The To-Do List

by Tom Swift

How many things should you try to accomplish today? Any day?





Who do we appreciate?

Clarity! Clarity! Yeah!

I will put my pompons away and say: What rates as an accomplishment anyway? Surely, anyone who bathes and brushes her or his teeth and shows up for a job, does that job at least passably well, takes care of their kids and/or their kitty, communicates with their partner or the phone company or the plumber, makes dinner, and/or does the dishes after dinner, has accomplished something. Yet do any of those daily-round matters rate a place on your list of to-dos? Does paying a utility bill? Doing the laundry? Getting to the gym?

I definitely do not think only momentous achievements should rate as accomplishments. After all, we, generally speaking, do not get to the momentous without a whole lot of the mundane. Yet if we rate everything as an accomplishment than nothing is.

I have heard it said (a wise friend) you should have a list of three things to get done each day.

I have heard it said (Zig Ziglar uses this number) you should have a list of six things to get done each day. (And these six things should be ranked in order of importance. If you do not get through all six then the remaining are on your list for tomorrow.)

Should you not settle on a number at all, which is, to be sure, arbitrary, and just do as much as you can? If you try to do as much as you can, do you feel like you should always be doing and not having any time for being?

The To-List: production tool or slave-driver?

I ask these simple questions because I am not a natural planner. Especially on days off, weekends and the like — days when I have a lot of “free” time, in other words — days like to today, as it would happen — I have a tendency to want to see what I am in the mood to do. I like leaving open the door for possibilities.
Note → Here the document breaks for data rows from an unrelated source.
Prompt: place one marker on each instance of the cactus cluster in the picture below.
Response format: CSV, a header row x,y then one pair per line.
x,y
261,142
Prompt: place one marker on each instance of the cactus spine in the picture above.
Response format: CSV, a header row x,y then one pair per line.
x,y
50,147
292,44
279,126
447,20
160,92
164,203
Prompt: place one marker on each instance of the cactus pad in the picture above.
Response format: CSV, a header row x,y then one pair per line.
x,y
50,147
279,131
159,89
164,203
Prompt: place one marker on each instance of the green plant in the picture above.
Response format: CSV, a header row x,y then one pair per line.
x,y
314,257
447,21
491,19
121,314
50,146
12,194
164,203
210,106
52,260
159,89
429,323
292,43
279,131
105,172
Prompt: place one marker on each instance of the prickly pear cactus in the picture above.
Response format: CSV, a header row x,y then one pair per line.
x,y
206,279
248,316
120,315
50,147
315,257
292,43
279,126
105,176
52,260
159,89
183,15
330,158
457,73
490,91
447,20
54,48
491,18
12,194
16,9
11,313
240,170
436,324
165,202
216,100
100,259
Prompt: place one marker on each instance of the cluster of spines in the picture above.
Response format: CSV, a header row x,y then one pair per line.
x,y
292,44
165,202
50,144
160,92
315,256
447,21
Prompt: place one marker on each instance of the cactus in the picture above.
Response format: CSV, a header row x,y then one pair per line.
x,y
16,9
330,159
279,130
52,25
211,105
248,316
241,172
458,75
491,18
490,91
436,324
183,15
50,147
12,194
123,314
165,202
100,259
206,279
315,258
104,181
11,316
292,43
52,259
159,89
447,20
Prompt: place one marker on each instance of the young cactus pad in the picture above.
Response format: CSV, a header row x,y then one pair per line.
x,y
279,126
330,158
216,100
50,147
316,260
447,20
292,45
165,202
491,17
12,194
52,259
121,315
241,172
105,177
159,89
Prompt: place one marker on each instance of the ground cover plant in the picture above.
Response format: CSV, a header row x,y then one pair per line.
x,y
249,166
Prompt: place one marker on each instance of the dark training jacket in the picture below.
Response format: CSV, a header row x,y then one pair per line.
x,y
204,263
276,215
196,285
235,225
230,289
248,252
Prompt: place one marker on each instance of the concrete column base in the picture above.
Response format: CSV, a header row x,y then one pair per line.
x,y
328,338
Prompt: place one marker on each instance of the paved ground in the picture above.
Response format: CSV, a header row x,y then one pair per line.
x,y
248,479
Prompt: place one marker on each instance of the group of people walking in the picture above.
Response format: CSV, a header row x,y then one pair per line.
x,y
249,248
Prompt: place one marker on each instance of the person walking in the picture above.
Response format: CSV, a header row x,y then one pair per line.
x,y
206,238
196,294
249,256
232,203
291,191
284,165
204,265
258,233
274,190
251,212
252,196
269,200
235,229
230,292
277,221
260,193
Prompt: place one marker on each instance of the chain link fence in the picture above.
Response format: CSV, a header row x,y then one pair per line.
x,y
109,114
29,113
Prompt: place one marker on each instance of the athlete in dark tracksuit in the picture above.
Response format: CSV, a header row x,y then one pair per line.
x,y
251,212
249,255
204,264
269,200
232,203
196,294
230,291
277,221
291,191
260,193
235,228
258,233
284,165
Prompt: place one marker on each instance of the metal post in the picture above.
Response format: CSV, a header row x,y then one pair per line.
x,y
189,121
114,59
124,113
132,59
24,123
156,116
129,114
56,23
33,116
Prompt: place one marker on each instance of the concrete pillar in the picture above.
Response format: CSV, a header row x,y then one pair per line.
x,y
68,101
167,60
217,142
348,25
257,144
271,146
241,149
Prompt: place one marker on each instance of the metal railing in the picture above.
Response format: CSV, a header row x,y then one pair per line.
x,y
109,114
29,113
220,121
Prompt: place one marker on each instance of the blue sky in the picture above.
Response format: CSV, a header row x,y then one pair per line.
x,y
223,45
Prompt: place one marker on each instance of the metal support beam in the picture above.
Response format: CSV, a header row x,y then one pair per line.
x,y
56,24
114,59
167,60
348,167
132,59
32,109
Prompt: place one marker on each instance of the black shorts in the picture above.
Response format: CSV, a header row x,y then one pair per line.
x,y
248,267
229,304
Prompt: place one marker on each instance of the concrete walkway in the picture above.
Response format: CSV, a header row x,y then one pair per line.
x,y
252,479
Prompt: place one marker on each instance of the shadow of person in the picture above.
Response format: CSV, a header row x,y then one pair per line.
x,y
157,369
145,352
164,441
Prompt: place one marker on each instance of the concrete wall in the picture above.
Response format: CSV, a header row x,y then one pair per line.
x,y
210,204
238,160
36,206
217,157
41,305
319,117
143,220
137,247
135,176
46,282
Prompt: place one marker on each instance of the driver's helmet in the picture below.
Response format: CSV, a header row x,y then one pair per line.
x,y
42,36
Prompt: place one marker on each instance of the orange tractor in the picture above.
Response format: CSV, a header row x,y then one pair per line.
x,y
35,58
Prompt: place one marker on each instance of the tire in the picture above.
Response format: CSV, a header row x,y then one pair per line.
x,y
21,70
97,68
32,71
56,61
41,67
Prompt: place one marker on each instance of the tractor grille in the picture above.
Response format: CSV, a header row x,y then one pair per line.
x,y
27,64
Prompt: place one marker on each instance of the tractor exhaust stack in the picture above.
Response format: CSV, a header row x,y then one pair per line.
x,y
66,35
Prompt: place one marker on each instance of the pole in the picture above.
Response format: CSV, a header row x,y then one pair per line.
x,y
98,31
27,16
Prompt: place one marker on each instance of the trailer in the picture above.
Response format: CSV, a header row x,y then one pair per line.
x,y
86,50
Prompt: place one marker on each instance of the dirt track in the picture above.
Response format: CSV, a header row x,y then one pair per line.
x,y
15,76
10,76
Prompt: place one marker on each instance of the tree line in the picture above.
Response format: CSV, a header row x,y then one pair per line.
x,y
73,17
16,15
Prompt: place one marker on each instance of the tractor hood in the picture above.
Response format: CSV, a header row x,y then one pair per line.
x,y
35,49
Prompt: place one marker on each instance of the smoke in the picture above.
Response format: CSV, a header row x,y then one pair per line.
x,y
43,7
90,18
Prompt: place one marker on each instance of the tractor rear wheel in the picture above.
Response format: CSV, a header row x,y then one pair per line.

Especially as a writer, it is hard to judge how long it will take to get my words in — and how many words I will have to say to begin with. Many writers solve this by picking a number of words or by sticking to a set amount of time, regardless of how many keepers come during that time. This is sage advice. Here again, though, there are times when you are struck by a moment or an idea and want to write about that moment or idea while the iron is still hot. It is not, to be sure, always hot.

Of course, the answer to the question of what rates as a to-do and how many of those you should pursue is whatever works for you. Perhaps it is three things: perhaps it is six things; perhaps it is to have no to-do list at all.

Rather than even attempt to find an answer, I find value in scrutinizing the question. My psyche deals in answers. I just need to make sure I have usefully framed the questions.

I ask these simple questions also because I encounter people regularly who struggle to mange their time. A seemingly neurotic or basic problem about the structure of one’s day is not something to feel shame about. Freedom is a gift. But it is not a gift without cost. We were not built for a daily free-for-all. We evolved from tribes — not as solo rulers of our hours. We also evolved without our essential daily needs, especially those around food, being solved for us, like they are, more or less, today.

Some people are naturally better at deciding on how to spend their time. And those people might suggest, intentionally or through their lack of noticeable angst, that it should be easy for all. It is not easy for all. And it is a worthy subject for consideration. You do want to solve this riddle for yourself. For if you do not control your time there are all kinds of people, devices, and chemicals (in food and in non-food forms) waiting to eat that time up. The time you do not claim is time someone else or something else will instead claim: your unused time can easily be capitalized or monetized in way that benefits you not.

Time: you only got it until it is gone.